Virgil smiled weakly. “Of course.”
Brennen turned away and cleared his throat. “There were originally
plans for you to take one thousand colonists in cold storage. We just finished an automated test flight from Earth orbit to Mars. The test subject was in cold storage at near absolute zero—on revival, he said he had died in his sleep. He stroked out several hours later.
“I’m afraid you’re on your own.”
Perfect. “Oh, I’m sorry to hear that.”
“You and me both.” He turned to Delia. “Are you sure he’s capable? If he went out like this somewhere out there, the whole project will—”
“You’ve taken precautions. So have I.”
Brennen nodded. Through an impassive face he watched Virgil momentarily, then turned and walked out of the room. Delia knelt beside Virgil.
“Another memory?”
Nod. It can’t hurt.
“Your own?”
“Pretty sure. I. yes. One of mine.”
“Can you handle Circus Galacticus?”
“I don’t know.” My fingers look so fat in her hand. They’re loading me up so I’ll last a little longer if I forget to eat on the flight. Do they think I’d let Nightsheet take me that easily? Stupid. “I suppose I can. It’s mostly a matter of putting in the co-ordinates, letting the astrogator recompute the next one after each jump and interpreting the data from the observation probes.”
“The computers will make probe decisions. You’re there to be a human override, just in case. It would be good for you to keep an eye on the data, though. We’ve tried to make it as easy as possible on you.”
“And on the Brennen Trust.”
“Of course.” Delia smiles, white teeth perfect but for her canines, slightly too long, almost vampire-like. Her hand feels smooth, but feels lab tough. She breathes softly, a tiny breeze over my head, I want—
“No.”
“What?”
“Nothing. I’ve just got to sleep. Tomorrow’s the day, isn’t it?”

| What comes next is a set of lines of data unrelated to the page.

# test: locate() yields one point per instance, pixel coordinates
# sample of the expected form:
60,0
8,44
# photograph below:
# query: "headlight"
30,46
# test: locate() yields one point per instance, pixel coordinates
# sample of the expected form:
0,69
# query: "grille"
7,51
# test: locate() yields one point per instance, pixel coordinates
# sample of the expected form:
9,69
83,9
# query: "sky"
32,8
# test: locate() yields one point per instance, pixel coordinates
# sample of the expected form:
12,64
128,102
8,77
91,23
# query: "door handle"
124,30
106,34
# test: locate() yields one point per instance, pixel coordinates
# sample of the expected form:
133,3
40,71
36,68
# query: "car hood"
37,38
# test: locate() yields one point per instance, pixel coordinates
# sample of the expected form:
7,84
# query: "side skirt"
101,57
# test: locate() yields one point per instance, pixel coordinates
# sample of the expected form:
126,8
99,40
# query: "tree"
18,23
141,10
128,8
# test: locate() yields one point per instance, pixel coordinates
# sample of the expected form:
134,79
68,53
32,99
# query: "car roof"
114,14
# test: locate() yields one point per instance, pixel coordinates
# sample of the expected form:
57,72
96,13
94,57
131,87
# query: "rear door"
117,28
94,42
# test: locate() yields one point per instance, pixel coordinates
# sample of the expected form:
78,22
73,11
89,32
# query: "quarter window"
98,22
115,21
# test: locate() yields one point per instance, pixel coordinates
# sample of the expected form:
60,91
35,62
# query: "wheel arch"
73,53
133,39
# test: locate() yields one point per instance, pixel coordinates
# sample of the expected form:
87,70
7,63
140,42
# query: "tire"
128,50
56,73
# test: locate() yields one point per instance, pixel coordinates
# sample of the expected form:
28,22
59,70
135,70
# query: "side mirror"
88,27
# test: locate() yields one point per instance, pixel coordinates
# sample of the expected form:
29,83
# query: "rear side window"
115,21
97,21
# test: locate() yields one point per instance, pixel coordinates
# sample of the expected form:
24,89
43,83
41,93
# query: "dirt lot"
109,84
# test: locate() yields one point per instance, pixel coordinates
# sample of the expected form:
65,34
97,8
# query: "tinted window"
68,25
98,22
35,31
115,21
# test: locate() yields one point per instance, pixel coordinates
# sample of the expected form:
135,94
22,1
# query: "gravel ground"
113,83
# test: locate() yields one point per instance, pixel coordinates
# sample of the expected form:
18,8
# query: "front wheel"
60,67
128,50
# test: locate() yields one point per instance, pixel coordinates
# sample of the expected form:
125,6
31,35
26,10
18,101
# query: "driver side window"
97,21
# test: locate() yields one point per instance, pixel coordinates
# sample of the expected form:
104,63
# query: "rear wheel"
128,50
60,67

“If your scan shows that bump is healed, we’ll start on-board training.”
“For how long?”
“Probably until October. Maybe less. There’s still a lot of construction going on. Refitting something that’s been built along entirely different lines is expensive. In both hours and auros. I’ll see you before launch date. Don’t worry.”
“You won’t be up during training?”
She smiled and stood up. “I’d only be in the way. Besides, I’m writing up a study on a Brennen grant and I’ve got to finish it.”
“Oh. Well, see you later, then.” NoNoNoNoNoNoNoNoNoNo Delia!
Chapter Four 8 April, 2107
The Big Noise bellows into an ear of Master Snoop and tries to use a strange cipher. I crack it easily. I have a feel for his code, too, though shades of meaning elude me. Hidden behind dark glasses, his metric eyes click around, watching me, watching the phone, watching the launch pad. I sit against cool hardness, my salute never wavering.
Delia’s face appeared on the phonescrim eye-to-eye with Launch Director Muod Jatala. Fatigue had darkened her eyes and unkempt her hair.